Falls die Krankenhausreform die seltenen Fehlbildungen nicht ausreichend berücksichtigt, setzt die Selbsthilfe auf eine Alternative: Das oberste Gremium der Selbstverwaltung im Gesundheitswesen, der Gemeinsame Bundesausschuss, kann gesetzliche Mindestmengen festlegen, an die alle Krankenhäuser gebunden sind. So dürfen zum Beispiel komplexe Eingriffe an der Speiseröhre bei Erwachsenen nur noch in Kliniken mit mindestens 26 Fällen im Jahr operiert werden. Auch für Gelenkersatz und einzelne Krebsbehandlungen gibt es bereits solche verbindlichen Mindestmengen. Um über die Festlegung einer neuen Mindestmenge zu beraten, brauche es Hinweise aus der Versorgung und Studien, die den Zusammenhang zwischen Fallzahl und Qualität klar belegen, heißt es vom Gemeinsamen Bundesausschuss. Aktuell seien keine Verfahren zu seltenen Fehlbildungen wie Analatresie und Morbus Hirschsprung geplant.

Bei der Deutschen Gesellschaft für Kinderchirurgie, die die Interessen der Kin­der­chir­ur­g*­in­nen vertritt, ist man skeptisch – sowohl was die Auswirkungen der Klinikreform als auch von gesetzlichen Mindestmengen betrifft. Zwar spricht sich auch die Fachgesellschaft „für eine Zentralisierung seltener Erkrankungen“ aus, wie Präsidentin Barbara Ludwikowski betont. Auch eine schrittweise Einführung von Mindestmengen sei denkbar. Aber wenn auf einmal nur noch wenige Kliniken bestimmte Eingriffe operieren dürften, dann würden diese Einrichtungen den Ansturm der Pa­ti­en­t*in­nen nicht bewältigen können. Auf die Frage nach der Notwendigkeit von Spezialisierungen heißt es von der Fachgesellschaft: Ein geübter Kinderchirurg könne durchaus auch verschiedene Fehlbildungen sehr gut operieren.

Bei SoMA ist man trotz aller Ungewissheit optimistisch, was die Veränderungen in der Fehlbildungschirurgie betrifft: Seit 20 Jahren kämpfe der Verein für mehr Zentralisierung. Aber die Chance, etwas zu ändern, sei noch nie so groß wie jetzt gewesen. Eine Zentralisierung, sagt Miriam Wilms, werde letztlich allen nutzen: den betroffenen Kindern und Eltern zuallererst, und das sei das Wichtigste. Aber auch einer neuen Generation spezialisierter Kinderchirurg:innen.

An der Tür von Stefanie Märzheuser in Rostock klopft es. Davor sitzt auf einer Bank ein Mädchen, 4 Jahre alt, mit seinen Eltern.

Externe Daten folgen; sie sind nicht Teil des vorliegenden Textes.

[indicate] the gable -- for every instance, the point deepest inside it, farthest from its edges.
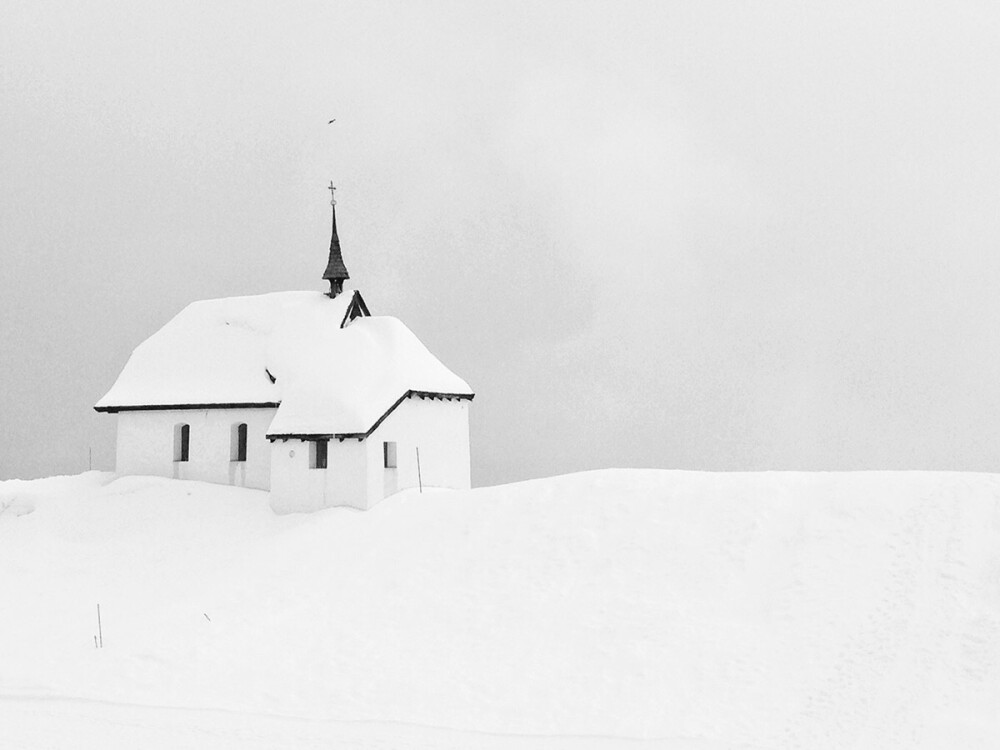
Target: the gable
(327, 364)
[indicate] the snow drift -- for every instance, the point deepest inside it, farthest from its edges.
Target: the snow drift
(775, 610)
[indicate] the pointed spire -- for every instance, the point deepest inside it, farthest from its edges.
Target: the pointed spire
(336, 271)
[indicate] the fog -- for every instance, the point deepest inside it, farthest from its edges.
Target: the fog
(702, 235)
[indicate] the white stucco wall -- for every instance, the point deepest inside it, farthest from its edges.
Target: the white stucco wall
(440, 429)
(295, 488)
(146, 445)
(355, 475)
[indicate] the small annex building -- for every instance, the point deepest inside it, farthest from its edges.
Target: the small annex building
(304, 394)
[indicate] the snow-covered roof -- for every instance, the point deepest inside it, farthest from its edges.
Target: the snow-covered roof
(328, 379)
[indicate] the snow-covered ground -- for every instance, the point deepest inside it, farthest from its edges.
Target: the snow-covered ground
(621, 609)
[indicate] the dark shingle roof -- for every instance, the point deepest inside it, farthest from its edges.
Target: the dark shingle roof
(335, 268)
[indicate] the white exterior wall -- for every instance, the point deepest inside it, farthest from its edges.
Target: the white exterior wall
(146, 445)
(440, 429)
(295, 488)
(355, 476)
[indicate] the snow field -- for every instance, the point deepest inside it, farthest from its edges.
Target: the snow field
(619, 608)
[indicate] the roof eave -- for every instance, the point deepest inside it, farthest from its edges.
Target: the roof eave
(362, 435)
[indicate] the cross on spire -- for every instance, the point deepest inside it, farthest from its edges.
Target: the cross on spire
(336, 271)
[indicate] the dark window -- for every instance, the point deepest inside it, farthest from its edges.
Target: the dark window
(317, 454)
(182, 442)
(238, 450)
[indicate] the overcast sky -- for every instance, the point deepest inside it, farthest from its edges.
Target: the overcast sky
(703, 235)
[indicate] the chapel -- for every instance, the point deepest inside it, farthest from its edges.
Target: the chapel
(304, 394)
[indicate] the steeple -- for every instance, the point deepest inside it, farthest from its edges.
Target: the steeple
(336, 271)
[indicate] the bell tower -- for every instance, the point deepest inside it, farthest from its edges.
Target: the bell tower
(336, 271)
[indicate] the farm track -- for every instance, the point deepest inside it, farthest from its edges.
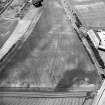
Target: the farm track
(6, 6)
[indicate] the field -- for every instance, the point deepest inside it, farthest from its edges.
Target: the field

Sie wollen nur schnell Hallo sagen, und Danke. „Seit Anfang des Jahres müssen wir nicht mehr spülen, keine Windel mehr“, sagt die Mutter. „You made my day“, ruft Märzheuser begeistert. Immer wenn solche Nachrichten kommen, „dann weiß ich, warum ich das mache und manchmal nachts nicht schlafe“.